Il y a les services aux entreprises, également : un axe stratégique sur lequel l’opérateur souhaite accélérer, fort de plus de 40 000 entreprises qui utilisent désormais les services de Free. Parmi ses clients, des petites et moyennes entreprises ou des start-ups, intéressées par les offres sans engagement et lisibles de Free. Mais Iliad compte aussi au sein de sa clientèle professionnelle un peu plus de 20 % des groupes du CAC 40, des administrations comme le Conseil régional de Bretagne ou la Gendarmerie Nationale. "Et cela en à peine deux ans et demi", a précisé Thomas Reynaud, puisque l’offre a été lancée en mars 2021. La croissance de Free Pro s’est ainsi affichée à plus de 50 % sur le semestre.
Mieux couvert pour la suite
En matière de rentabilité, le groupe n’a pas démérité. Son principal indicateur, l’Ebitdaal, s’est apprécié de 4,1 % à 1,64 milliard d’euros. "Cette croissance se fait dans un contexte d’hyperinflation", a rappelé Nicolas Jaeger, le directeur général délégué du groupe Iliad, "alors même que notre facture d’énergie a été multipliée par deux pour le groupe", a-t-il poursuivi. Mais en 2024, la facture devrait se réduire : des couvertures à des niveaux plus intéressants ont été mises en place et le groupe continue à travailler sur l’efficacité énergétique de ses réseaux et de ses box.
Les investissements se sont quant à eux maintenus à un rythme soutenu, à plus d’un milliard d’euros sur le semestre (soit une croissance de près de 2 % sur un an), tandis que le free cash-flow opérationnel s’est élevé à un peu plus de 600 millions d’euros sur le semestre. Et en ayant réduit le rapport entre sa dette et sa rentabilité de 3,2 fois à 3,1 au niveau du groupe, tout en possédant plus de 4 milliards d’euros de liquidités au titre du premier semestre, son directeur général délégué l’assure : Iliad est "très solide financièrement".

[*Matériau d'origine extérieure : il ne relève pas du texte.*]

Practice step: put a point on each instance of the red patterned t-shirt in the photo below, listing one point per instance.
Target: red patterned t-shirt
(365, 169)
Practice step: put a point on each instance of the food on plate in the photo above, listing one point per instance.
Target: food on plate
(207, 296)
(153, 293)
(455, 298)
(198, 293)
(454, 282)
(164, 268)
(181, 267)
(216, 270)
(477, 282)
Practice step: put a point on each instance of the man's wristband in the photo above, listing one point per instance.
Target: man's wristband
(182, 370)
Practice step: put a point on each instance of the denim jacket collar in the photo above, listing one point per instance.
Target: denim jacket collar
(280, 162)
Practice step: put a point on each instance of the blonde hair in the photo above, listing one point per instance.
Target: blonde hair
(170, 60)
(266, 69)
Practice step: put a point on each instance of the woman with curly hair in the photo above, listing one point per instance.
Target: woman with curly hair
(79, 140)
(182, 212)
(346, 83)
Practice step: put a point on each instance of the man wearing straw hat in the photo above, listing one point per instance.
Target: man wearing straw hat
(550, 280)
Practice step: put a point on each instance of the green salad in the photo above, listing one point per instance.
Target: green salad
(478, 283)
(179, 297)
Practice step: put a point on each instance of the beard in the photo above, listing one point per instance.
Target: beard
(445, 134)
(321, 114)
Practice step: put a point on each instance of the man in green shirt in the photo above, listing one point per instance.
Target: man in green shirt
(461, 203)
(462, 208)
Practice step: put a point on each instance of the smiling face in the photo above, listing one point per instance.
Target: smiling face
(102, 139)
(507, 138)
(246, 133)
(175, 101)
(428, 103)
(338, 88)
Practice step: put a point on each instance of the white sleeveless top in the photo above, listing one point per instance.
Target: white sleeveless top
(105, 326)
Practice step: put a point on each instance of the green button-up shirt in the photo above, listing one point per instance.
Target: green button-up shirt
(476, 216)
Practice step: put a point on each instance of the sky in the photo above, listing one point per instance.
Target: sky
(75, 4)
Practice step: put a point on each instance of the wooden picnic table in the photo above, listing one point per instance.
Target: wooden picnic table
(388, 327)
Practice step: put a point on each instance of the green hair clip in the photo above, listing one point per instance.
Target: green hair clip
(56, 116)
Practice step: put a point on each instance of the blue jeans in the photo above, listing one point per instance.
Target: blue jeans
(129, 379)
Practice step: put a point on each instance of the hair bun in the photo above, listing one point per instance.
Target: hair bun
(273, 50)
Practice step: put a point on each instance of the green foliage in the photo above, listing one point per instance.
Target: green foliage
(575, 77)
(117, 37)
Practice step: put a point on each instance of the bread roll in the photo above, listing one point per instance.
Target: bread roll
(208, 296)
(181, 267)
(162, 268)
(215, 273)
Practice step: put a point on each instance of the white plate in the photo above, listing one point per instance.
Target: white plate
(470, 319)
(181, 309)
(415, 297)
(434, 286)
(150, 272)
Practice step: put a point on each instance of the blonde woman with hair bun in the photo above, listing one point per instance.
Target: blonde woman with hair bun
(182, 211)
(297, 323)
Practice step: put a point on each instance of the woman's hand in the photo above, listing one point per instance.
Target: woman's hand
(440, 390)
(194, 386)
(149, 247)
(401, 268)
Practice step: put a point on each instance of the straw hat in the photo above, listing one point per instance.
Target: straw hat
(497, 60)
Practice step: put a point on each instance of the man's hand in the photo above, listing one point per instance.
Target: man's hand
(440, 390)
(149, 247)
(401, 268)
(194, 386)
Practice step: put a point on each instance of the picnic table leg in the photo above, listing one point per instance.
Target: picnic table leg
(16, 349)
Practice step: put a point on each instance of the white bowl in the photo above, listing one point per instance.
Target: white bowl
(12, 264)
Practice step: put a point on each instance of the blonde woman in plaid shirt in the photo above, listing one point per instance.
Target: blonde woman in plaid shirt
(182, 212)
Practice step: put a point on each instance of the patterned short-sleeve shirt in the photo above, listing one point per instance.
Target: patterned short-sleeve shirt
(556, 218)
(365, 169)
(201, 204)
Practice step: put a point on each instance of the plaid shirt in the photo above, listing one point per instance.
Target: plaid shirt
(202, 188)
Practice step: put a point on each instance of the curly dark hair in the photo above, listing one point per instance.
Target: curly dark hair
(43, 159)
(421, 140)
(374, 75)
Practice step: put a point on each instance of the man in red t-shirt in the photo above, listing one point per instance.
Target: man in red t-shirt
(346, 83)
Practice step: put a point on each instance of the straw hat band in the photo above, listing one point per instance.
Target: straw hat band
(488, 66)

De quoi saisir des opportunités d’acquisitions ? Interrogé sur la question, Thomas Reynaud a répondu : "Nous avons une structure financière hypersolide, ce qui nous permet de saisir des opportunités de croissance externe. Soit dans un de nos trois pays, […] soit dans un quatrième ou cinquième pays. Mais uniquement si cela a du sens industriel avec l’ADN du groupe. […] Nous n’allons pas grossir pour grossir, mais oui, nous avons toujours cette ambition affichée, à un horizon de quelques années, d’entrer dans le top trois des groupes de télécoms européens".